With nothing really meaningful going for him, Sam (Andrew Garfield) needs something to jolt his obsession with conspiracy theories. This occurs when he meets one of his neighbors, who he spends some time with and then mysteriously disappears without saying a word. This leads Sam down a journey where he questions everything he ever knew and encounters a vast amount of colorful characters in the process.
It’s really hard to talk about what happens in this film without giving away many of the insane reveals that occur throughout the story. It should be experienced with as little knowledge as possible because the directions it goes in honestly presents the most unpredictable set of sequences I have seen in films for a long time. Part of that unpredictability reveals the story’s absurdity. Under the Silver Lake makes not only its protagonist question the reality of his experiences but also the audience. There are moments where I was left shaking my head saying, “there is no way that is actually happening.” Several moments, in fact, where I uttered that phrase throughout the runtime of this film. That might be a small critique of the story because the stakes feel weak due to some of the unbelievable aspects of the story. It works for me because it sucked me into the rabbit hole of trying to figure what in the world happened, just like Sam.
This film works as a thematic level when condemning Sam and his very obsessive nature. Sam shows an utter disregard for anything that does not surround his quest to finding answers to his mystery. He does not work nor does he pay his rent. When given multiple opportunities to fix everything, he throws it away to continue this pursuit that could lead him anywhere.
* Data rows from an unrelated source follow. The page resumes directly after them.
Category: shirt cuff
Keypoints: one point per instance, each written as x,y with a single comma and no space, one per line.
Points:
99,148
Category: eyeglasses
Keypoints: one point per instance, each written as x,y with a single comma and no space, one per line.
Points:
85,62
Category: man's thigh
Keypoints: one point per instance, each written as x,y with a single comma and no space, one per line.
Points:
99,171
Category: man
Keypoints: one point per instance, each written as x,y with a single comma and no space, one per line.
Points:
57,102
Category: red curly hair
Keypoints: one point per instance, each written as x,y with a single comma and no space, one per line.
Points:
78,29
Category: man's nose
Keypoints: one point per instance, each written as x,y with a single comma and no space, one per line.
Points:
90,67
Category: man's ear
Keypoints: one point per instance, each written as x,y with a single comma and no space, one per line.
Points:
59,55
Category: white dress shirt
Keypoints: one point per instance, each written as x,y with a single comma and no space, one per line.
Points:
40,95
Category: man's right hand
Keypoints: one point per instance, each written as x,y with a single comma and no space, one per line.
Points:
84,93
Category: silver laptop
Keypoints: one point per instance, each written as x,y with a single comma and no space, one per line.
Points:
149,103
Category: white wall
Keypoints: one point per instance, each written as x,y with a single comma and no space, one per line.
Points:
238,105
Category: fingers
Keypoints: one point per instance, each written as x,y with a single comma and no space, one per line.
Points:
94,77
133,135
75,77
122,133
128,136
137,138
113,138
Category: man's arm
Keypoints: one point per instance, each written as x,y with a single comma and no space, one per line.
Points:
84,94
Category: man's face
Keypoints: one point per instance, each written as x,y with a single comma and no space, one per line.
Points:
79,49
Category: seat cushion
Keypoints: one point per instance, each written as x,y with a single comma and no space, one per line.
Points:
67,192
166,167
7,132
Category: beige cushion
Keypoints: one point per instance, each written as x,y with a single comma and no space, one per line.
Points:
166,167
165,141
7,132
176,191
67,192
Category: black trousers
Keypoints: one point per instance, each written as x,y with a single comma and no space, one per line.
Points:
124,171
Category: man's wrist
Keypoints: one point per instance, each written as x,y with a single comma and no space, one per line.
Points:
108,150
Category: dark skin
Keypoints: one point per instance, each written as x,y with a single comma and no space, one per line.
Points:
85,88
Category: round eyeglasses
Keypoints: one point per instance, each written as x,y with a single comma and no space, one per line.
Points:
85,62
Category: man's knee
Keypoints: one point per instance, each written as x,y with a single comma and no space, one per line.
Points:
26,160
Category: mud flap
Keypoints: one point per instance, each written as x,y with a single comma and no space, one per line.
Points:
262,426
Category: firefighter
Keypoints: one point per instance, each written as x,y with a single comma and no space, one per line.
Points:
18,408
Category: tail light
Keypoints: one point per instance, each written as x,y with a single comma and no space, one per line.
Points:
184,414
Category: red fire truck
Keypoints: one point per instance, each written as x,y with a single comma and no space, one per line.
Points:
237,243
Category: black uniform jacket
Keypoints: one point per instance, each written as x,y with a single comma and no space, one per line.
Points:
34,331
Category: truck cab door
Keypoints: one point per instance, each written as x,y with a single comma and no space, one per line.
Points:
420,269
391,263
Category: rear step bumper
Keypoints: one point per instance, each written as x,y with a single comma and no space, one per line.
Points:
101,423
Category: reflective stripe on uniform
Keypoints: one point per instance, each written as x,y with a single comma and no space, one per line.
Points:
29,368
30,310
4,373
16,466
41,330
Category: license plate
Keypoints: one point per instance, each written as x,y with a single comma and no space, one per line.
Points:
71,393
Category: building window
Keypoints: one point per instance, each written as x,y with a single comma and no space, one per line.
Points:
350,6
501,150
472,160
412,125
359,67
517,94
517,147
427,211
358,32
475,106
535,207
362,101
It’s a criticism of the type of guys that feel like there’s something bigger out there for them and see every little thing in the world as an interconnected web that somehow has to deal with their specific experience. Through this pursuit, he loses touch with all of his other relationships and any bonds formed in the past. He becomes so completely enraptured by finding out this mystery and nothing else truly matters for him.
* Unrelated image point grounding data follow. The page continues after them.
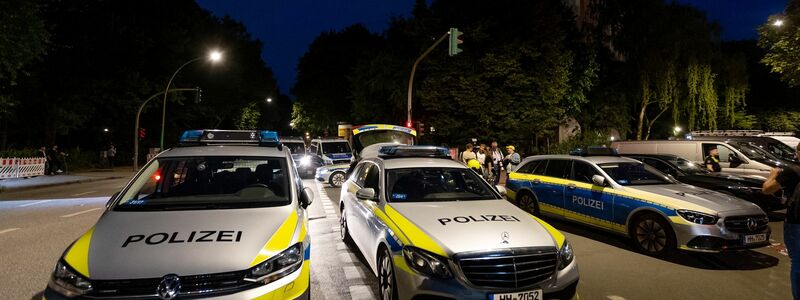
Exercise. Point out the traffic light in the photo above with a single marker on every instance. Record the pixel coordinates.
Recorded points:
(455, 41)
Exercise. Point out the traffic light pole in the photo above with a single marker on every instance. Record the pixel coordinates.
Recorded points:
(414, 71)
(136, 127)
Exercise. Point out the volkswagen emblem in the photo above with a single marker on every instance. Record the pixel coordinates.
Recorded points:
(752, 224)
(169, 287)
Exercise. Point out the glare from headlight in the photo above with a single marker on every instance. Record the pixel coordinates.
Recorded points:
(67, 282)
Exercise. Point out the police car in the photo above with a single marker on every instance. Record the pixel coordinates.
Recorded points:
(630, 198)
(430, 227)
(221, 216)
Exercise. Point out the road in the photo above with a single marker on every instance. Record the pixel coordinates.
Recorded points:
(37, 226)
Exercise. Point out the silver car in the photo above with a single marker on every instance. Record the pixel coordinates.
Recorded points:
(430, 227)
(223, 217)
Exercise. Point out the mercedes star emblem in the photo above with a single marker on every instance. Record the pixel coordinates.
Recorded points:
(169, 287)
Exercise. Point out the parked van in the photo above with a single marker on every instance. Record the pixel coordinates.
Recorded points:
(731, 160)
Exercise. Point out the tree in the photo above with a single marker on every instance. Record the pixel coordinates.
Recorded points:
(781, 40)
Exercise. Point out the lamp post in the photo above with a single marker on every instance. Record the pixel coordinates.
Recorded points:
(214, 56)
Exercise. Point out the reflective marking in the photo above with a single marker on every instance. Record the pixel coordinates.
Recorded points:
(8, 230)
(84, 193)
(34, 203)
(81, 212)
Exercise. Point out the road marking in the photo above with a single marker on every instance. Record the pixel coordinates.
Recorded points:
(34, 203)
(81, 212)
(84, 193)
(8, 230)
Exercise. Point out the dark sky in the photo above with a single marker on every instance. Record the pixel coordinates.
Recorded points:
(287, 27)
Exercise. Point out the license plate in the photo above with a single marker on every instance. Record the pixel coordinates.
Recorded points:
(755, 238)
(526, 295)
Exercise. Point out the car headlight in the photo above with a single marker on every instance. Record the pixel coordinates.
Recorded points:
(565, 255)
(305, 161)
(68, 282)
(426, 262)
(277, 267)
(697, 217)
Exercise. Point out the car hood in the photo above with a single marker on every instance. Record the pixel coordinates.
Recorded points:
(464, 226)
(695, 198)
(223, 241)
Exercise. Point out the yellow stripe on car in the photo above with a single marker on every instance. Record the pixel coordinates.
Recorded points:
(279, 241)
(418, 237)
(78, 255)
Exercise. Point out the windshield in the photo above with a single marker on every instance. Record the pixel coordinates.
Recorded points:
(213, 182)
(296, 147)
(335, 147)
(633, 174)
(436, 184)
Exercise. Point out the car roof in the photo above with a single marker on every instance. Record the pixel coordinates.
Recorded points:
(589, 159)
(225, 150)
(419, 162)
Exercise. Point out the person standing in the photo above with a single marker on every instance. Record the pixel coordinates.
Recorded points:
(468, 154)
(712, 160)
(787, 178)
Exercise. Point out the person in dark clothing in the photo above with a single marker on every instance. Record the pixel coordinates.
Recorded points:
(787, 178)
(712, 160)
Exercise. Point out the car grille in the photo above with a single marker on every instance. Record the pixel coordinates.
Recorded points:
(195, 285)
(739, 224)
(512, 268)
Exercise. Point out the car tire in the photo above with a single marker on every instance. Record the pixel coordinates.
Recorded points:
(387, 284)
(528, 203)
(652, 235)
(337, 179)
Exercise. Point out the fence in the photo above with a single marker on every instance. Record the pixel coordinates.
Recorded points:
(21, 167)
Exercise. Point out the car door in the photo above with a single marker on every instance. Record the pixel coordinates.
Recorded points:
(584, 198)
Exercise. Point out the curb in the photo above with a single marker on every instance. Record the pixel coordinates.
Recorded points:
(33, 187)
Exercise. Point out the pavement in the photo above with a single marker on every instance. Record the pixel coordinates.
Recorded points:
(17, 184)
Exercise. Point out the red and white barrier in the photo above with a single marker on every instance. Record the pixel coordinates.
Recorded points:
(15, 167)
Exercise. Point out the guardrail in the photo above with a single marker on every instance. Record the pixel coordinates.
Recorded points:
(20, 167)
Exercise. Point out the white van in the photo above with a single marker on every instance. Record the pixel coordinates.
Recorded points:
(731, 160)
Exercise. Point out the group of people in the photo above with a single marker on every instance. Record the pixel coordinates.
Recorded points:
(490, 161)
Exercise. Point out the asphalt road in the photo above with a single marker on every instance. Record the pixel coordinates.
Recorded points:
(37, 225)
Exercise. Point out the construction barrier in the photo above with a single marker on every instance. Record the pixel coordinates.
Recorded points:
(21, 167)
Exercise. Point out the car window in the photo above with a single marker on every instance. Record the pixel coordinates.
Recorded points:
(557, 168)
(583, 172)
(211, 182)
(436, 184)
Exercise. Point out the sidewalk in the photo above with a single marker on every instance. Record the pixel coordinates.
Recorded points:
(17, 184)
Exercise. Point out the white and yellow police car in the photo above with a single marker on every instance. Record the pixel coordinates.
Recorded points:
(430, 227)
(627, 197)
(221, 216)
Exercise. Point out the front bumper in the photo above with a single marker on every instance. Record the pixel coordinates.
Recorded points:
(293, 286)
(413, 285)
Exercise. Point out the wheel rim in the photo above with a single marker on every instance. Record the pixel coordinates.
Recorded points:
(386, 277)
(652, 237)
(337, 179)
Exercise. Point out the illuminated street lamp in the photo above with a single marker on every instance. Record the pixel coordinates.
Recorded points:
(213, 56)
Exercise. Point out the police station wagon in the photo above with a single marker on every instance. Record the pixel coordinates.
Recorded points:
(221, 216)
(627, 197)
(429, 227)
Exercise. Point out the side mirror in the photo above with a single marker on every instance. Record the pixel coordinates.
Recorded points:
(599, 180)
(366, 194)
(306, 197)
(111, 200)
(501, 189)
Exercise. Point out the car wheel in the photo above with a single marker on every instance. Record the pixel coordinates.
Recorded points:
(527, 202)
(337, 179)
(387, 285)
(653, 235)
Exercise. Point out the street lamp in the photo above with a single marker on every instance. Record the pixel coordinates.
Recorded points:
(213, 56)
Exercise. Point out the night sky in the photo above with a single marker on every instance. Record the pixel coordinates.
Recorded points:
(287, 27)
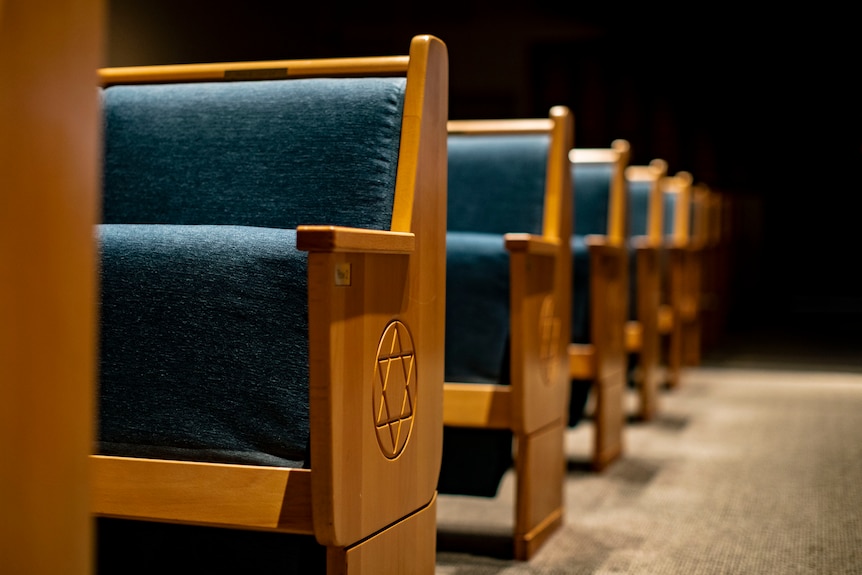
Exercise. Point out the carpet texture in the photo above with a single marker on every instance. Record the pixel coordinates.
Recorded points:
(744, 471)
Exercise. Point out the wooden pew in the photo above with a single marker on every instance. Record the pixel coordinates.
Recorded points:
(646, 241)
(369, 448)
(597, 354)
(508, 285)
(678, 306)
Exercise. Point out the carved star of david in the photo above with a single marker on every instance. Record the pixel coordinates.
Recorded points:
(549, 335)
(394, 398)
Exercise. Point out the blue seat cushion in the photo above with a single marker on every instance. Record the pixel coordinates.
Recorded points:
(203, 337)
(268, 153)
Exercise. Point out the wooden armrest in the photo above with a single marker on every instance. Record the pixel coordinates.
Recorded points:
(644, 243)
(343, 239)
(482, 405)
(532, 244)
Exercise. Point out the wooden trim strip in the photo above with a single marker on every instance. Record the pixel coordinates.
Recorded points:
(254, 70)
(249, 496)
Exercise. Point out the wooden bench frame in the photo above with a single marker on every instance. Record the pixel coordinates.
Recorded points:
(642, 333)
(603, 360)
(679, 305)
(373, 513)
(532, 407)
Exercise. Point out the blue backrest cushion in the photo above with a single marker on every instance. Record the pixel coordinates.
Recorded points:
(268, 153)
(670, 201)
(497, 183)
(639, 199)
(592, 185)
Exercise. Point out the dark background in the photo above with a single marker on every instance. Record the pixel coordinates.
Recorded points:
(760, 105)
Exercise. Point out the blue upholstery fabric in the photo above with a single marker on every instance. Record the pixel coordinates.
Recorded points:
(592, 185)
(270, 153)
(204, 314)
(203, 344)
(477, 307)
(497, 183)
(639, 196)
(496, 186)
(669, 213)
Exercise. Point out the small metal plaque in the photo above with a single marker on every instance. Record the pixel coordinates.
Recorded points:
(342, 274)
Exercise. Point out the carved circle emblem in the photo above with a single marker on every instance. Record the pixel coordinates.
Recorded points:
(549, 337)
(394, 395)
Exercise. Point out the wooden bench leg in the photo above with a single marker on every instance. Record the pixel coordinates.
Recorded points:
(407, 547)
(540, 470)
(609, 418)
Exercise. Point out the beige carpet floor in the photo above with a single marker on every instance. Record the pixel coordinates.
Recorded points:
(745, 470)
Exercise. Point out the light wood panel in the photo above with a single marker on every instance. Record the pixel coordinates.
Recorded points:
(49, 52)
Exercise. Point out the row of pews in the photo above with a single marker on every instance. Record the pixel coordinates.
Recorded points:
(323, 303)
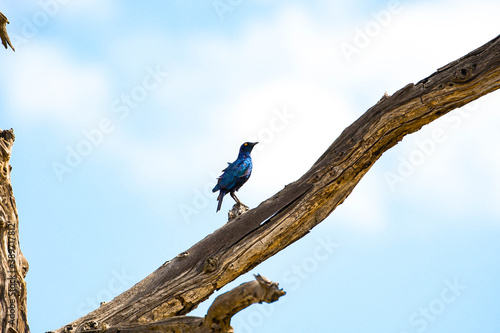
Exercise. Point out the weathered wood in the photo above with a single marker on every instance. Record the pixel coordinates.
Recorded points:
(218, 318)
(13, 264)
(180, 284)
(4, 36)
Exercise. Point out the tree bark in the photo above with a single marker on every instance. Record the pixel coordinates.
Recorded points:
(4, 36)
(180, 284)
(14, 265)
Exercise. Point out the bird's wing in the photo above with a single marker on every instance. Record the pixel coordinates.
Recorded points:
(232, 174)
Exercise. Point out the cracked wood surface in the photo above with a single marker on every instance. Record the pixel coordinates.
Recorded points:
(14, 265)
(218, 318)
(180, 284)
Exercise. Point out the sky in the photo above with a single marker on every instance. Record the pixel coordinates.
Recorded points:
(126, 112)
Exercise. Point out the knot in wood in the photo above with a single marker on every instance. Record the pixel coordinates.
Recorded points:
(210, 264)
(183, 255)
(463, 74)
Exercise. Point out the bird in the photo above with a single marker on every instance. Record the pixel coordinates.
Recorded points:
(235, 175)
The 2010s decade has been a breakout decade for Andrew Garfield as he first popped onto the scene in The Social Network and then took over the mantle of the web-slinger in the two Amazing Spider-Man movies. Despite his jump into mainstream filmmaking, he has spent the latter half of the decade working with smaller and weirder pictures, which include Silence and now this film. With the character of Sam, he does something I have not seen him before as an actor, which is portraying a total asshole in every sense. It shows the development of Garfield’s range and how he continually improves as an actor. He takes the opportunity to expand his brand in taking a role like this and I hope he continues to do so in the future because he delivers the goods in this film. He was nearly unrecognizable for me through the behaviors and the off-screen persona that he has built for himself.
Neo-noir would certainly be the proper genre classification for this story because of its mystery elements and the idea of the mysterious women throughout there to allude the protagonist. Every other character that isn’t the protagonist represents someone that can help him further his goal of uncovering the conspiracy theory, which creates a natural distrust between the audience and everyone else. The way Los Angeles comes to life in this film shows a different side I have not really experienced in other films. Its comedic moments are layered between some weirdly horror-tinged vignettes. Under the Silver Lake has everything but comes together rather sloppily, as it requires some serious suspension of disbelief to fully be invested in this journey. I was able to do that and fiercely enjoyed all of the madness that ensues in this oddball film.